Adult entertainment performer found not to be an employee
The Fair Work Commission (FWC) has ruled that a dancer at an adult entertainment venue was an independent contractor and not an employee. This meant the dancer could not proceed with her general protections claim under the Fair Work Act 2009 (Cth) (FW Act) (Murray v 239 Brunswick Pty Ltd and Raffoul [2025]).
How to determine whether a worker is a contractor or employee
For the purposes of the FW Act, the question of whether a worker is an employee or independent contractor requires a consideration of the totality of the relationship. This involves a consideration of, among other things, the terms of the contract between the parties and an assessment of how the contract is performed in practice.
A key issue is whether a worker is a servant of another in the so-called employer’s business, or whether they carry on a trade or business of their own behalf. Does the worker present to the world at large as an emanation of the so-called employer’s business? Does the worker perform work for others?

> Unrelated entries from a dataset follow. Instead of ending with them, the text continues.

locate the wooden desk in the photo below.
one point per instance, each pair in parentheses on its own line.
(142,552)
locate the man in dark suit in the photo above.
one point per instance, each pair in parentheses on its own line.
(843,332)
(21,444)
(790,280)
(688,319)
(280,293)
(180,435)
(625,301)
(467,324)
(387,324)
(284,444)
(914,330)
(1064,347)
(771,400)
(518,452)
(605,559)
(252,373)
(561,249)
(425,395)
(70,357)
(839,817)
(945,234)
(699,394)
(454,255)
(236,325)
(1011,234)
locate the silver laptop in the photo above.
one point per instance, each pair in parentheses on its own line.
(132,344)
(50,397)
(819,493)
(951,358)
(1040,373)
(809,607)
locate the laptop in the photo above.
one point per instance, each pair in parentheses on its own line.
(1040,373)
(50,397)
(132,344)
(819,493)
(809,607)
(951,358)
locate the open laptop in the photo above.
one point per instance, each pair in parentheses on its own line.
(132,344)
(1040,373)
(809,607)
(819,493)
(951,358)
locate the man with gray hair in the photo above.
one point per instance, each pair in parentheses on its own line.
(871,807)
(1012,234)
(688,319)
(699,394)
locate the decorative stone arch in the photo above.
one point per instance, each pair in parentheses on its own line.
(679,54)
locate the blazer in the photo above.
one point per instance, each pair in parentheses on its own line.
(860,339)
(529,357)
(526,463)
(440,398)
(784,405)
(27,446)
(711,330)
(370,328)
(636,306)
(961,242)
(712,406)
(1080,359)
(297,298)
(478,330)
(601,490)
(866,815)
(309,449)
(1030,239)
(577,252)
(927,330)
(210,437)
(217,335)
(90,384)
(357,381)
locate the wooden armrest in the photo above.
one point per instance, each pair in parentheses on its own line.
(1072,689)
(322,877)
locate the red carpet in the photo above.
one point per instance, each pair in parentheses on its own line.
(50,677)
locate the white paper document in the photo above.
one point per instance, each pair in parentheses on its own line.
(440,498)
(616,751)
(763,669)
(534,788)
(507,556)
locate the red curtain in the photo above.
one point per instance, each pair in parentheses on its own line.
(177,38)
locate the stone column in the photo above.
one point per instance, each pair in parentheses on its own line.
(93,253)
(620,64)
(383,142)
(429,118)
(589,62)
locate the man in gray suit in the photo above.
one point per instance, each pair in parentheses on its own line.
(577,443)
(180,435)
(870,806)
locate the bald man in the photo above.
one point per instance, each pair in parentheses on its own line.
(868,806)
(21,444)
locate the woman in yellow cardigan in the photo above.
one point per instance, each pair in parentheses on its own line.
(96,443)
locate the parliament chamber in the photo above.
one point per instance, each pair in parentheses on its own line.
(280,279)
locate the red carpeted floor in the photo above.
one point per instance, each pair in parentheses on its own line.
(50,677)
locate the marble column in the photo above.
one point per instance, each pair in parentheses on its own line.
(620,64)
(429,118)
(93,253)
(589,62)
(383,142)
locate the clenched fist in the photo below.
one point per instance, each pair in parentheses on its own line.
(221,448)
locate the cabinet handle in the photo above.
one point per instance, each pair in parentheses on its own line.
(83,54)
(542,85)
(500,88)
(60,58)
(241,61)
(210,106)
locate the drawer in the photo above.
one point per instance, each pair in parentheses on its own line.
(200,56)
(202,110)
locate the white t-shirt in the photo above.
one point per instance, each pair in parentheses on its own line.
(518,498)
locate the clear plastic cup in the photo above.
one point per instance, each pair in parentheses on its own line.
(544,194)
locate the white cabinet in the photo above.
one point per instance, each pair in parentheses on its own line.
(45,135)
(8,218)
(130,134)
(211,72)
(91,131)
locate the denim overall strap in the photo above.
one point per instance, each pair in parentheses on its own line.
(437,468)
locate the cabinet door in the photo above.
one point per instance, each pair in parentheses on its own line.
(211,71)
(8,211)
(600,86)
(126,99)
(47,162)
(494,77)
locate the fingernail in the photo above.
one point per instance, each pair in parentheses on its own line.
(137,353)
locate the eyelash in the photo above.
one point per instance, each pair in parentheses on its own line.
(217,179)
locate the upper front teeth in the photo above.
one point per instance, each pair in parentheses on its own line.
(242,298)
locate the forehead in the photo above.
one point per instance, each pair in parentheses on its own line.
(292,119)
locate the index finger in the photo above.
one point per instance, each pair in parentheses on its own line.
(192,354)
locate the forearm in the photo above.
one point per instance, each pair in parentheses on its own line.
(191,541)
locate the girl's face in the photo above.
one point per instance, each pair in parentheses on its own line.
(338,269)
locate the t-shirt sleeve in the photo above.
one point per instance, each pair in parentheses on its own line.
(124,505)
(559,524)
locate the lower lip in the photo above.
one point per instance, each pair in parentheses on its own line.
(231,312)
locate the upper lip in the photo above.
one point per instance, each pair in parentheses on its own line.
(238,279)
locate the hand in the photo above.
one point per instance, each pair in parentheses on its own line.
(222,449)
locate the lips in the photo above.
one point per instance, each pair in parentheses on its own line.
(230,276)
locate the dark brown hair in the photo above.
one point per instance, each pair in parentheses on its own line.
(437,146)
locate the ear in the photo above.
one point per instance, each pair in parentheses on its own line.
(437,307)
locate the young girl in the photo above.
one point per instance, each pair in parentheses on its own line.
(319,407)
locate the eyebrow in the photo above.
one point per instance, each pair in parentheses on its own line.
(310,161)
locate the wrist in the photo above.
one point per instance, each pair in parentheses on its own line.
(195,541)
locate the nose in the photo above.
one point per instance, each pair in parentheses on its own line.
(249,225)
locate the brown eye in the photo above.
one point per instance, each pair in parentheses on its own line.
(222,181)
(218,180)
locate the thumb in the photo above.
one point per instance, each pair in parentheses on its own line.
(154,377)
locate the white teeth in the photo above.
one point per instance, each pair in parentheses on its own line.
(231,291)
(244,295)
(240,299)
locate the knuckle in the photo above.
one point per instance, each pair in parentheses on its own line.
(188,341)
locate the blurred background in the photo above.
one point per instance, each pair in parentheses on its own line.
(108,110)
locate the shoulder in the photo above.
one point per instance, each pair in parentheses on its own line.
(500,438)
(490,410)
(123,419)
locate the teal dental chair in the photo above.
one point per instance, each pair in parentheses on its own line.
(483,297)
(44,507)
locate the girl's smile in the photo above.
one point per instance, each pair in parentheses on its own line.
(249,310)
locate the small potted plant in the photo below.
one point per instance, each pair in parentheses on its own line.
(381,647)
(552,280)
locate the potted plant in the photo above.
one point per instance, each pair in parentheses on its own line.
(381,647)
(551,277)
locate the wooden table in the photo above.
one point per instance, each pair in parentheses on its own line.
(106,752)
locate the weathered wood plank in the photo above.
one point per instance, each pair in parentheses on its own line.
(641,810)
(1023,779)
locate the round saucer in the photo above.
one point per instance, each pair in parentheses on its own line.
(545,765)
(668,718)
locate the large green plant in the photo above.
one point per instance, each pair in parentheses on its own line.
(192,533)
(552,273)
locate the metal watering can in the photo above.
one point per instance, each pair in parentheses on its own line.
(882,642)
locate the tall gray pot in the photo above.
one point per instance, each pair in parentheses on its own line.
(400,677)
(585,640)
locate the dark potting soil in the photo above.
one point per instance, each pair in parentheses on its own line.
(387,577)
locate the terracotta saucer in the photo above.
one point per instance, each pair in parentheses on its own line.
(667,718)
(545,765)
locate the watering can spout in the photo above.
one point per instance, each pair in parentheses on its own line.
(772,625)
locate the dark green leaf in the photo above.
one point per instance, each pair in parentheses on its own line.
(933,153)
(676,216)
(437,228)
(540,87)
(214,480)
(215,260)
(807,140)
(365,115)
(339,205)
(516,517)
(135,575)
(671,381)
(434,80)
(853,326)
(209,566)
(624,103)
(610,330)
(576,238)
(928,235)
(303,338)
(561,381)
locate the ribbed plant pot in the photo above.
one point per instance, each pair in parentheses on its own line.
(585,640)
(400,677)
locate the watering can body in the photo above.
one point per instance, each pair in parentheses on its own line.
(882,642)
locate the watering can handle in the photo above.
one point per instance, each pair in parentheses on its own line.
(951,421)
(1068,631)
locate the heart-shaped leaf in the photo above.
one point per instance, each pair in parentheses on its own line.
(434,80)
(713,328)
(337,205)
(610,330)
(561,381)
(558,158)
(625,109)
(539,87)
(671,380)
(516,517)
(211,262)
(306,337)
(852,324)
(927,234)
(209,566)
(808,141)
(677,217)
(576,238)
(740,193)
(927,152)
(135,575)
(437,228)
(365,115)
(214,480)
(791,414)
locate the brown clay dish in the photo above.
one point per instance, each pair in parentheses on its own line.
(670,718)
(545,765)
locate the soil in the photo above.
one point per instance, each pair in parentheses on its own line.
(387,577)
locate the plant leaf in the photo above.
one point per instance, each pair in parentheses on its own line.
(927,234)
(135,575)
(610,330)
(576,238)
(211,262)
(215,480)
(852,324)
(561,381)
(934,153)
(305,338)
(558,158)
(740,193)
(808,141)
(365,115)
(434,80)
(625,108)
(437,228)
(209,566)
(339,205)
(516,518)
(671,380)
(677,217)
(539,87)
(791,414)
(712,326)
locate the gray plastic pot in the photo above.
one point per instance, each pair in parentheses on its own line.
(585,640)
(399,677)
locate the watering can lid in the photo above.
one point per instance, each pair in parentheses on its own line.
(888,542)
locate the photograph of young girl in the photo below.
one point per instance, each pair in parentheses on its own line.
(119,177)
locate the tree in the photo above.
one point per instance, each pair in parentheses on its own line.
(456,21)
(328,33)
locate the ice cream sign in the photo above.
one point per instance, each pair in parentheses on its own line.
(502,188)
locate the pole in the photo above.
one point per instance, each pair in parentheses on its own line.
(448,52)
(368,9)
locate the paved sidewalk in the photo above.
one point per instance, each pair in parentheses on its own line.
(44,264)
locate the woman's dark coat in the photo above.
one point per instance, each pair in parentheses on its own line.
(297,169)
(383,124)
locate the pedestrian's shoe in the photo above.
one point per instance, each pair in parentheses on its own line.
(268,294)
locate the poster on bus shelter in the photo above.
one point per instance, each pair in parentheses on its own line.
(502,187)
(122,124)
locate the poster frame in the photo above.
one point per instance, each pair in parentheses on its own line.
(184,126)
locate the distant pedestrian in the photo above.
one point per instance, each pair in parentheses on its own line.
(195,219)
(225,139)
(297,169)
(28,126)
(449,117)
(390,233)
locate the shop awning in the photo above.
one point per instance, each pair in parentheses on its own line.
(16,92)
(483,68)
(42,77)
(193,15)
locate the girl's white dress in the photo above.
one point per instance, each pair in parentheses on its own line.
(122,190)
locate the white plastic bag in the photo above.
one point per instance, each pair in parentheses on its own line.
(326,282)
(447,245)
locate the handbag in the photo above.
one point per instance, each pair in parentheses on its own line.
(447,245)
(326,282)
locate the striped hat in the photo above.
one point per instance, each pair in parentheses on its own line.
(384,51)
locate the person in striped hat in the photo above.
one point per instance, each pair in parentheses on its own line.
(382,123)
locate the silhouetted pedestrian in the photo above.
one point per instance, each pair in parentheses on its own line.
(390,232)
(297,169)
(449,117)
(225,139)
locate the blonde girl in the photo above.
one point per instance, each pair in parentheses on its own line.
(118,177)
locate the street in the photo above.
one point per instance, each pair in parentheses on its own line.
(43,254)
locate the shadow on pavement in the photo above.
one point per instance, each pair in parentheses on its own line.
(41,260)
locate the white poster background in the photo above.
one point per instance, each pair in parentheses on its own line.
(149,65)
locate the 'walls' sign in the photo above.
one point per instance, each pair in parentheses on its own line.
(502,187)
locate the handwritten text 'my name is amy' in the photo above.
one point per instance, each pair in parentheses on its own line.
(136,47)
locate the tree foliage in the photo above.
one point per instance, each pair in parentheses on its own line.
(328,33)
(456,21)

In relation to the actual contract to perform work, important factors are:
- What is actual exercising of, or the right to exercise, control by the so-called employer over the worker?
- Does the worker provide tools and equipment in performing the work?
- Can the worker delegate the work they have been contracted to perform to its own subcontractors or employees?
- Is the worker is remunerated by periodic wages or salary, or by reference to completion of tasks?
How the FWC reached it conclusion in the ‘Murray’ case
In Murray v 239 Brunswick Pty Ltd and Raffoul (2025), the FWC considered the totality of the relationship, including the terms of the contract and how the contract was performed in practice. It ruled the real substance, practical reality and true nature of the relationship was one of principal and independent contractor.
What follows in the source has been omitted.